Minister faces backlash over her claim that patients are ‘comfortable’ attending online appointments with their GPs
- NHS will monitor 50,000 patients a month in their own homes in new plan
- Helen Whatley said it was something that started during the pandemic
- The elderly campaign group says it has received many complaints
The Social Affairs Minister faced a backlash yesterday after claiming patients were ‘very comfortable’ with remote appointments.
Helen Whately, pictured, said the NHS would monitor up to 50,000 patients a month at home rather than in hospital as part of bed release plans
“Virtual wards” will involve patients wearing watches or finger sensors monitoring their vital signs and reporting to doctors, who will conduct video consultations.
Patients have often been denied face-to-face appointments with a GP during the Covid-19 pandemic as family doctors have switched to telephone and video.
Health Minister Helen Whately interviewed by Sally Nugent on BBC Breakfast
It raised concerns among MPs and health charities that diseases such as cancer were being ignored and it left people without broadband out.
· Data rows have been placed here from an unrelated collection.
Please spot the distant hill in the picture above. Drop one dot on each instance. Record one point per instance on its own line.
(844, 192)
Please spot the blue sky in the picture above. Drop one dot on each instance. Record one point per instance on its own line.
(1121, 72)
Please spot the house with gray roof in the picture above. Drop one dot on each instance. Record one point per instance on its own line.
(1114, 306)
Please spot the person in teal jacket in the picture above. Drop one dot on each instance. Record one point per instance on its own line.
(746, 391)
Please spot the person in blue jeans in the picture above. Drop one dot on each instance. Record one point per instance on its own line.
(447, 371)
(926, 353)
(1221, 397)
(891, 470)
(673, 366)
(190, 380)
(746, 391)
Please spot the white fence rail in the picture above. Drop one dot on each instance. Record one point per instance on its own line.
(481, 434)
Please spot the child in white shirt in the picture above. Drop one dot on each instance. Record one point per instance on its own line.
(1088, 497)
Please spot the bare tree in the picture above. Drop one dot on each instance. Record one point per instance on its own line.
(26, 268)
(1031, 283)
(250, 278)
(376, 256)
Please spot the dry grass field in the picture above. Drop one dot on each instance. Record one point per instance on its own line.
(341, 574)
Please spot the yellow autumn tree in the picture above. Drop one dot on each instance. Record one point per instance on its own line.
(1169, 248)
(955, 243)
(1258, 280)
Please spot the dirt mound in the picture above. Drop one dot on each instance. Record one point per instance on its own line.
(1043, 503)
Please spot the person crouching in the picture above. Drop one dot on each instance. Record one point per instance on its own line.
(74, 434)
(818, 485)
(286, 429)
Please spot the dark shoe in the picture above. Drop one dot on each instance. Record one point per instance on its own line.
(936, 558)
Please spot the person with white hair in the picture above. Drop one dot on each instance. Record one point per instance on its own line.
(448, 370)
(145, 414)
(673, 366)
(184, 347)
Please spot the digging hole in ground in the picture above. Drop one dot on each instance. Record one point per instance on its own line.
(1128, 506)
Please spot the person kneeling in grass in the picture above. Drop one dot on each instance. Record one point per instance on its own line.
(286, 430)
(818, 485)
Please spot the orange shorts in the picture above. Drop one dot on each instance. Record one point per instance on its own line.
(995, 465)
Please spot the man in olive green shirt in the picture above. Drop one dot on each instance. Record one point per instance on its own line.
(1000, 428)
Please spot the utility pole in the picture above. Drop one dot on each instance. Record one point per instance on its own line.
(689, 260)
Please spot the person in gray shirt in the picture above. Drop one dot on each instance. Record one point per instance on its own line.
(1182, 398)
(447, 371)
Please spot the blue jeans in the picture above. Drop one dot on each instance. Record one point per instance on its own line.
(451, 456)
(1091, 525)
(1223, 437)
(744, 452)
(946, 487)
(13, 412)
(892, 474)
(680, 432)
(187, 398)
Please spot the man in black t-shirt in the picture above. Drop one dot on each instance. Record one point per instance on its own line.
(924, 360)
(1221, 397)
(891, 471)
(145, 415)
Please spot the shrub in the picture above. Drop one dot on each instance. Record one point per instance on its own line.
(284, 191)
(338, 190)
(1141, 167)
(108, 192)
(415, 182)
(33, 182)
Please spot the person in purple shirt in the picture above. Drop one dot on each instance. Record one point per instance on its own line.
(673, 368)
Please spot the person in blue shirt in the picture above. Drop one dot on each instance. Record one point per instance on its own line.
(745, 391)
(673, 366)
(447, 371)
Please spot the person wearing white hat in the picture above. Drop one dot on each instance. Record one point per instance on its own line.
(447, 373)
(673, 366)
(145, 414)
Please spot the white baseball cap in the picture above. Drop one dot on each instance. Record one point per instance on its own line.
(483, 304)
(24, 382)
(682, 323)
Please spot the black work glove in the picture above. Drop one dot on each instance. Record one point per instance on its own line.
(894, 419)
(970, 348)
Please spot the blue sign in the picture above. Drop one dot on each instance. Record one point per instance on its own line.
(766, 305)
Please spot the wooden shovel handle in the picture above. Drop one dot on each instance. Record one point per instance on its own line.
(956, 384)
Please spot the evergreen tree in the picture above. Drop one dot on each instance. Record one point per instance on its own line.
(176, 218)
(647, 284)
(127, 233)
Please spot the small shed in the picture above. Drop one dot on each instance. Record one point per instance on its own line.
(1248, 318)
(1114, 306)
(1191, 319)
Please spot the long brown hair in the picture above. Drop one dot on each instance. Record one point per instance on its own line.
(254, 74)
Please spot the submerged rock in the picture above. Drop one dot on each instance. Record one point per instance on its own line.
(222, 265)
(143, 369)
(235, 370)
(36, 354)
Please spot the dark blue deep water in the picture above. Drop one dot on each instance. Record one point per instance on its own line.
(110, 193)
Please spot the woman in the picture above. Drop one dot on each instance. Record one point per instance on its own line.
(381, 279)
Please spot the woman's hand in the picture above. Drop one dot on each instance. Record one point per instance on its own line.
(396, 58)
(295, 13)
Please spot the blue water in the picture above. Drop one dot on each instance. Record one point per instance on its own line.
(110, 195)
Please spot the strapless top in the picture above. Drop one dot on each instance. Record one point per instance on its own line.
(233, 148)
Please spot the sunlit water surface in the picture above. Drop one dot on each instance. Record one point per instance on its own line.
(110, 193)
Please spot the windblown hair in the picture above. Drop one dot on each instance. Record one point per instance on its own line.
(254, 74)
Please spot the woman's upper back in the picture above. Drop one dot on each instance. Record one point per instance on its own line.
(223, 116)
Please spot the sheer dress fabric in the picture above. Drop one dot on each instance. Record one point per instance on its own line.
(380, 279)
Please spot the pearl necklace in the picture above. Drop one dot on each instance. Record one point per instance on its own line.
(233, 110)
But Miss Whately told Sky News yesterday: ‘What will happen when doctors consider sending someone back to a virtual ward is considering what the setup is for the patient at home.
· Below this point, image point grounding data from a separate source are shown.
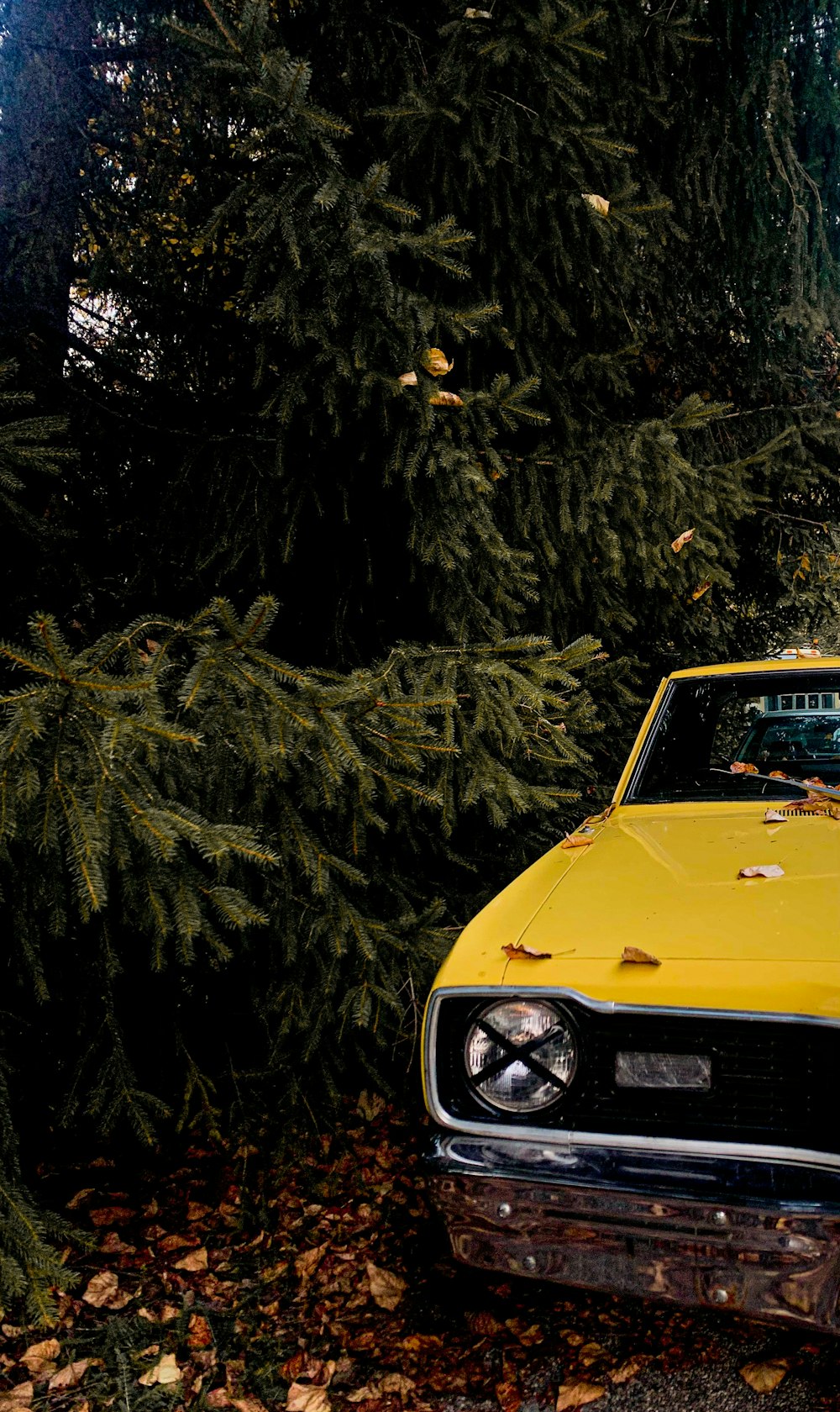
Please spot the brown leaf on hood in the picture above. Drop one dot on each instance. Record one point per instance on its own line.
(764, 1377)
(578, 1394)
(386, 1289)
(638, 957)
(516, 951)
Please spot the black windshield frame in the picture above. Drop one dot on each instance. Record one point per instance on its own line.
(678, 760)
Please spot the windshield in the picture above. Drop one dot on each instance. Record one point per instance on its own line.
(774, 724)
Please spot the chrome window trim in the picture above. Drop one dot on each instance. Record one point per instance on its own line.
(565, 1140)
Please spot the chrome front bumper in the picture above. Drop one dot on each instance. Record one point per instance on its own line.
(759, 1237)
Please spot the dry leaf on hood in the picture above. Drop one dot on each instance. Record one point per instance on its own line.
(197, 1260)
(578, 1394)
(680, 540)
(514, 951)
(68, 1377)
(764, 1377)
(39, 1357)
(638, 957)
(435, 363)
(386, 1289)
(103, 1293)
(165, 1370)
(305, 1399)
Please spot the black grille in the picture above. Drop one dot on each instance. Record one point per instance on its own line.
(771, 1082)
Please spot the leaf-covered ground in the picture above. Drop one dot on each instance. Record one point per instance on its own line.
(323, 1283)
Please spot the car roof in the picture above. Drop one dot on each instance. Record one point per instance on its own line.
(790, 664)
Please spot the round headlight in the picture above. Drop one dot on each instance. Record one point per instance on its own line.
(522, 1055)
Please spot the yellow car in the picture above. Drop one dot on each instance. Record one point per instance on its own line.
(632, 1056)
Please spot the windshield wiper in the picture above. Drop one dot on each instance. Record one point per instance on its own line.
(778, 780)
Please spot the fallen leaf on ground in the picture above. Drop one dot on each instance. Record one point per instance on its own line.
(578, 1394)
(112, 1214)
(386, 1289)
(18, 1399)
(197, 1260)
(103, 1293)
(305, 1399)
(682, 540)
(68, 1377)
(508, 1397)
(165, 1370)
(764, 1377)
(638, 957)
(39, 1357)
(630, 1368)
(308, 1262)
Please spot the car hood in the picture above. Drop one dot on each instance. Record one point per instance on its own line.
(667, 880)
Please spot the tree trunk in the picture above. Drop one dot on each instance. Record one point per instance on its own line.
(44, 97)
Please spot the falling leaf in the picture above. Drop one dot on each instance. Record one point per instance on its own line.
(435, 363)
(764, 1377)
(638, 957)
(164, 1372)
(39, 1357)
(308, 1262)
(578, 1394)
(194, 1262)
(386, 1289)
(680, 540)
(305, 1399)
(516, 951)
(68, 1377)
(103, 1293)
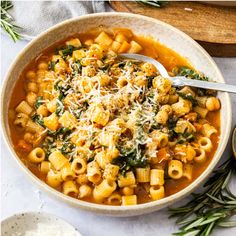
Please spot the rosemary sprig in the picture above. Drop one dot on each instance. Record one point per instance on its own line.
(153, 3)
(6, 21)
(209, 209)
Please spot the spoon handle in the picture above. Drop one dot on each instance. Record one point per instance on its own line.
(182, 81)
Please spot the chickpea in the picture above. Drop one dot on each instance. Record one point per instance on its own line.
(31, 75)
(88, 42)
(128, 191)
(167, 108)
(31, 98)
(32, 87)
(82, 179)
(212, 104)
(162, 117)
(29, 137)
(42, 110)
(43, 65)
(149, 69)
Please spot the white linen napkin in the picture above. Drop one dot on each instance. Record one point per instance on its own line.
(36, 16)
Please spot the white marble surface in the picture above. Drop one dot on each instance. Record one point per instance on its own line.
(19, 194)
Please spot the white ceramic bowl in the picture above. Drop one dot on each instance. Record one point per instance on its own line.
(166, 34)
(20, 223)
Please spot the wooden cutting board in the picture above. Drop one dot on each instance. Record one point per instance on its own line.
(214, 27)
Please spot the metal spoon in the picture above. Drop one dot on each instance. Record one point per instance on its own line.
(181, 80)
(234, 141)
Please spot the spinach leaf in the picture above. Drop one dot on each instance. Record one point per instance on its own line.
(62, 88)
(60, 107)
(150, 79)
(192, 74)
(51, 65)
(38, 119)
(77, 67)
(130, 159)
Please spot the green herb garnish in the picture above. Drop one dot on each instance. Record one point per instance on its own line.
(67, 51)
(7, 21)
(38, 119)
(39, 102)
(212, 208)
(188, 97)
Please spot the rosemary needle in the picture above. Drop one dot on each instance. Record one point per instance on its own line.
(209, 209)
(6, 21)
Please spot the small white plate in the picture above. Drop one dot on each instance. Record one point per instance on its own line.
(19, 224)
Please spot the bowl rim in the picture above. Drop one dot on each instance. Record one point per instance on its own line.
(109, 209)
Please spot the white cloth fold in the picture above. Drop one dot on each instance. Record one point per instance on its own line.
(36, 16)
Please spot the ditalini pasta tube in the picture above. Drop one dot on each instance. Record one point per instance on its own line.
(175, 169)
(157, 177)
(37, 155)
(157, 192)
(58, 160)
(104, 190)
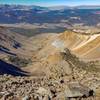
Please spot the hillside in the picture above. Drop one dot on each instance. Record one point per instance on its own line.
(57, 68)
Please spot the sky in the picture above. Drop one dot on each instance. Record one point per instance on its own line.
(52, 2)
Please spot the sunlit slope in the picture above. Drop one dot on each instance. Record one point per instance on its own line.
(84, 46)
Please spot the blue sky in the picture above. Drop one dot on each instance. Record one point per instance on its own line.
(52, 2)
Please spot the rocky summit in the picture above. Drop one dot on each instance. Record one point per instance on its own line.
(49, 53)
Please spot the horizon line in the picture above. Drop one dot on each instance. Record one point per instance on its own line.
(49, 6)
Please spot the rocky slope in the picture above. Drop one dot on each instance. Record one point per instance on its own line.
(58, 71)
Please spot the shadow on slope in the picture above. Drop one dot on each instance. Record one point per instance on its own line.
(10, 69)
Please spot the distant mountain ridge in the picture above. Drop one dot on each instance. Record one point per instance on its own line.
(11, 14)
“It’s actually something that started being used during the pandemic and we’ve seen that a lot of people are actually very comfortable with using apps, being online, making video calls , things like that.”
Dennis Reed of Silver Voices, which campaigns for older people, said: ‘I don’t know who the minister has spoken to – her comments certainly don’t reflect the complaints we’re getting.
Occupational health spokesman Wes Streeting warned that virtual wards “unstaffed, it’s not a hospital home, it’s home alone”.